Thread-Local State in Go, Huh?

We all know that there is no such thing as thread-local state in Go. Yet, there is a trick that would help you to retain the thread identity at least on the hot path. This trick would be helpful if you're trying to implement a striped counter (wink-wink, j.u.c.a.LongAdder from Java), or a BRAVO lock, or any kind of a data structure with striped state.

This brief post is based on the talk I gave a while ago. I assume that you're familiar with the concept of state striping in concurrent counters since it's important for understanding the end application.
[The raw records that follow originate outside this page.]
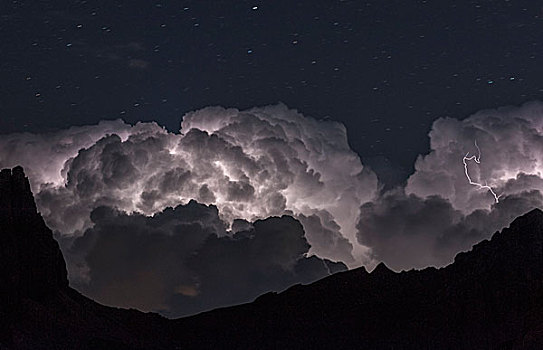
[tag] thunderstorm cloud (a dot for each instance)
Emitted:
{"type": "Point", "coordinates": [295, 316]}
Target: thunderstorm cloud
{"type": "Point", "coordinates": [242, 202]}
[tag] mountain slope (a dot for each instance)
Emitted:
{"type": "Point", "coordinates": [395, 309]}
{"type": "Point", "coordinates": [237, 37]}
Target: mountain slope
{"type": "Point", "coordinates": [489, 298]}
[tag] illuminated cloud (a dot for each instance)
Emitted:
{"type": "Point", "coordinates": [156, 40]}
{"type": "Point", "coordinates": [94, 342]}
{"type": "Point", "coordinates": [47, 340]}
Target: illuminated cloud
{"type": "Point", "coordinates": [511, 144]}
{"type": "Point", "coordinates": [439, 212]}
{"type": "Point", "coordinates": [181, 261]}
{"type": "Point", "coordinates": [250, 164]}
First of all, while Golang assigns identifiers to goroutines, it doesn't expose them. That's by the design:

Goroutines do not have names; they are just anonymous workers. They expose no unique identifier, name, or data structure to the programmer. Some people are surprised by this, expecting the go statement to return some item that can be used to access and control the goroutine later.

The fundamental reason goroutines are anonymous is so that the full Go language is available when programming concurrent code. By contrast, the usage patterns that develop when threads and goroutines are named can restrict what a library using them can do.

The same applies to the worker threads used by the Golang scheduler to run your goroutines. But the whole idea of a striped counter depends on being able to identify the current thread, so that subsequent calls are (most of the time) run on the same CPU core and, hence, avoid contention.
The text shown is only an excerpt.